Using pot as a way to stop crying probably isn't a good sign huh?
Meh, some people pop Prozac, you smoke weed. Po-tay-to. po-tah-to
So I got my period. Finally. In related news, I reinstated my belief in God.
You should ask if we are margaritasing tomorrow. and yes i did just turn that into a verb
had to ask my 13 year old sister if she knew any dealers... she did. it's good to be home.
So after tequila Thursday, Jess broke her arm table dancing. Now her and Andrew look like the perfect drunk couple, matching casts and all.
You yelled "hold my dick" before you tackled the guy away from the dj and two random girls moved to actually hold it, then argued about it. I want that whore aura!

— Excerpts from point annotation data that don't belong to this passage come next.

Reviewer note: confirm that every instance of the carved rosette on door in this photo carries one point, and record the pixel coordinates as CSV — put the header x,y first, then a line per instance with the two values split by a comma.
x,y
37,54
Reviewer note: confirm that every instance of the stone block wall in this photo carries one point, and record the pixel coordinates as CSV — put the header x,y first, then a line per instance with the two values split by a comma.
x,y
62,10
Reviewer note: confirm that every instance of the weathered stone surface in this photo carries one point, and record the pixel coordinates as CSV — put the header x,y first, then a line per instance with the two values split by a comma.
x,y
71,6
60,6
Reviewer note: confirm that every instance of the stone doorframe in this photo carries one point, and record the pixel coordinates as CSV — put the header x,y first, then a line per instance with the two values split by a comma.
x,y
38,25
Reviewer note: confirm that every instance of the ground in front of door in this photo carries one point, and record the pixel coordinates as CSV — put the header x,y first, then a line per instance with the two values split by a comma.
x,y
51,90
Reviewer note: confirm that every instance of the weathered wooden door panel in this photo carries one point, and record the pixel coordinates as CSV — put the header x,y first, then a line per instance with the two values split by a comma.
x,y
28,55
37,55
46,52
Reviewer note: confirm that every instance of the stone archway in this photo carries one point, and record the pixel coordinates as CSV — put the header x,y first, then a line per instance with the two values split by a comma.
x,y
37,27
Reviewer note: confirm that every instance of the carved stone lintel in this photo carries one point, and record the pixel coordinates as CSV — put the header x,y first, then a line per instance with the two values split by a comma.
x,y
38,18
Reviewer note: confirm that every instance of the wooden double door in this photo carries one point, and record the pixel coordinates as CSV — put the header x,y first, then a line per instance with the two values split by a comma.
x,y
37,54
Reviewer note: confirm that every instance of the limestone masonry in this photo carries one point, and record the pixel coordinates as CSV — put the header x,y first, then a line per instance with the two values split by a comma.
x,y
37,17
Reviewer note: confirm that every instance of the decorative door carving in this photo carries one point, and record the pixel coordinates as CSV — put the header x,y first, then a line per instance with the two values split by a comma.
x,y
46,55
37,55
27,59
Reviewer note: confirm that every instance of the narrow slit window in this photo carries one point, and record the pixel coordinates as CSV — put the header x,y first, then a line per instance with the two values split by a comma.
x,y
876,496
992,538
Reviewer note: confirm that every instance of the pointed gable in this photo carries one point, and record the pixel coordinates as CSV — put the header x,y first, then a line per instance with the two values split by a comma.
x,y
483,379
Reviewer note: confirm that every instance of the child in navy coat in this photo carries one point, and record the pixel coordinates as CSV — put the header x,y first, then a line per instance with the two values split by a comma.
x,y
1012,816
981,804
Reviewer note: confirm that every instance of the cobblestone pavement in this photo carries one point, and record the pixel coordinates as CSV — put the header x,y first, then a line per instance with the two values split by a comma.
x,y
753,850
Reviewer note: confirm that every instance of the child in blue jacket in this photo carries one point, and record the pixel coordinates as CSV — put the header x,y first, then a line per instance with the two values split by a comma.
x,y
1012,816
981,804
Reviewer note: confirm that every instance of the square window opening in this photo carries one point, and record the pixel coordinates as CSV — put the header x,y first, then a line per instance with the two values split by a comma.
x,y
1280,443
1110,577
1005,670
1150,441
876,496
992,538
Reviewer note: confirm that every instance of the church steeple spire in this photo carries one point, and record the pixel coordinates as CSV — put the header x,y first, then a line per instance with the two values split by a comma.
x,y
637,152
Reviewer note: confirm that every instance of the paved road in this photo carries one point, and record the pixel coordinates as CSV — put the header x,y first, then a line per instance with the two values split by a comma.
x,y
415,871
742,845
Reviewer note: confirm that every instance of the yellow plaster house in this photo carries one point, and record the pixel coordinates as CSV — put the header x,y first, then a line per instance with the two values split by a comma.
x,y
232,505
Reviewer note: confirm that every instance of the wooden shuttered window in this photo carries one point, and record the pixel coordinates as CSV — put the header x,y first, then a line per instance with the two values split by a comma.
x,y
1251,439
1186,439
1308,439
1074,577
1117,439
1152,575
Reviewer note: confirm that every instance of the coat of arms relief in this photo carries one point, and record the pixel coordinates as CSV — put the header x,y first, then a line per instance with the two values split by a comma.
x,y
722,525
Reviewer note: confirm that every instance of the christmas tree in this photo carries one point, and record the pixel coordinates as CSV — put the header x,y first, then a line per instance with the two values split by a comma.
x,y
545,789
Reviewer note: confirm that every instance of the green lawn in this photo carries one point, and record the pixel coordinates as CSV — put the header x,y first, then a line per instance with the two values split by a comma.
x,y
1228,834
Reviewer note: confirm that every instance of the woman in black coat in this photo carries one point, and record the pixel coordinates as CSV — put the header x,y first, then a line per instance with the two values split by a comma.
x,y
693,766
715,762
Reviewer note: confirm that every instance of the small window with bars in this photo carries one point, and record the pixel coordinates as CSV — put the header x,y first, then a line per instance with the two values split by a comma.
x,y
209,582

I told him to pick up the beer can he threw in front of the police station. So he gets out chugs whatever's left and throws it back and says ok let's go.
I don't think I even want to know why you are sending my husband pictures of your nutsack.
All I am going to say is this: I woke up with lots of bruises on my knees from running around on all fours being a 'dinosaur'. Either girls night in went terribly wrong or terribly right.
Btw I don't have words to express my appreciation at how many times you've had to be on a dirty bar bathroom floor for me in the past two weeks
I just had to close my blinds so my neighbors wouldn't see me drinking a beer at 9 am. GO CHIEFS!
I was on top for a full on make out when in dead silence "I'm moaning Myrtle" came from the TV. Moment ruined. I got cock blocked by a fictional ghost
Just had a threesome for the second time in my life. I don;t even enjoy threesomes. Too much effort.
HOW DO THESE THINGS KEEP HAPPENING TO YOU?
I made her pull the car over 5 times to puke because she was going to fast, apparently she was only going 30mph...
I don't know what that means but it's making me want to fuck you.